From the outside, Yale's Payne-Whitney Gymnasium looks like a cathedral. On the first floor it resembles the great hall of a medieval castle, and on the second floor there is a trophy room that looks like the grand council chamber in a movie version of Hamlet. The only thing which gives Payne-Whitney away as a place of athletics is the faint odor of perspiration which pervades the whole place.
Probably the best way to find out why Payne-Whitney is the greatest gymnasium in the country is to take an elevator to the top of its neo-Gothic tower and then work down.
The tenth and highest floor is a solarium. It is set under a system of skylights and is bounded on four sides by the complicated masonry which inevitably goes with Gothic architecture.
Two consecutive floors below are devoted to boxing enthusiasts. The ninth level contains a punching bag room and by the eight floor, the tower has widened enough to allow space for five boxing rings. Pictures of greats of pugilism surround the rings, perhaps for aesthetic reasons, or perhaps for inspiration.
The seventh floor is a court for fencers and the sixth floor is a wrestling room. None of these facilities is anything any big university gym does not have. Payne-Whitney just has more of them.
A fifth floor, the last in the tower, harbors an exercise room with mats, ropes, swedish boxes, and all sorts of other gymnastic equipment. It isn't until the fourth floor that the gym widens out and shows what its got that other gymns don't have. The fourth and third levels contain squash courts, three swimming pools, exercise rooms, steam rooms, and every conceivable gymnastic device that athletic directors at Yale have been able to think of.
The gym even has a vault like door on every floor that opens up to chute for soiled towels. A lady visitor to the gym once said to her date, when she first spotted one of the towel disposal doors, "What is this, another secret society?"
When it was abuilding in the 30's, Payne-Whitney cost Yale about $5,000,000 unequipped. Now the cost of building a similar gym would run to about $18,000,000.
Its three pools provide swimming facilities for about 200 men each day according to Hob Kiphuth, Yale's swimming coach and former director of athletics. One of the three pools is an exhibition pool set in an amphitheater whose almost verticle rows of seats accommodate about 2200. A movable concert partition between the two practice pools allows adjusting of their lengths.

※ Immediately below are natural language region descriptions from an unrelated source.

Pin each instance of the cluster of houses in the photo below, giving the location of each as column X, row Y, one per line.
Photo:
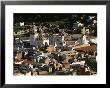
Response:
column 49, row 50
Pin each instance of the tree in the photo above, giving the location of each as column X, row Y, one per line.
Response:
column 92, row 64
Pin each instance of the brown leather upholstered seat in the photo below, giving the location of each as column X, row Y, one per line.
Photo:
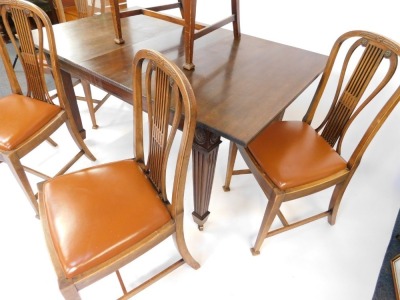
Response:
column 120, row 210
column 21, row 117
column 28, row 120
column 295, row 154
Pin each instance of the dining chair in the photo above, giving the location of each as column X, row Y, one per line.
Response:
column 291, row 159
column 124, row 206
column 80, row 10
column 192, row 29
column 28, row 120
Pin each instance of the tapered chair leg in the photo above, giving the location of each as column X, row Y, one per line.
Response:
column 89, row 100
column 20, row 175
column 231, row 163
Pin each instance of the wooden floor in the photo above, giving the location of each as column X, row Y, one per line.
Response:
column 317, row 261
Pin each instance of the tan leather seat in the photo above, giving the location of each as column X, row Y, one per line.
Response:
column 117, row 218
column 99, row 219
column 21, row 117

The gym can hold about 1500 people at a time though this limit is never reached. During the winter, however, 45 percent of Yale undergraduates exercise there three times a week and during other seasons, 35 percent make use of the stone wonder.
So ample are the facilities in Payne-Whitney that New Haven's citizenry are permitted to use it as a place to exercise. All freshmen generally use the gym between Thanksgiving and spring vacation when they have to fulfill their physical training requirements.
Probably the only objection that Yale undergraduates can muster toward their gym is that it has only three-basketball courts, far too few in comparison with the abundance of everything else.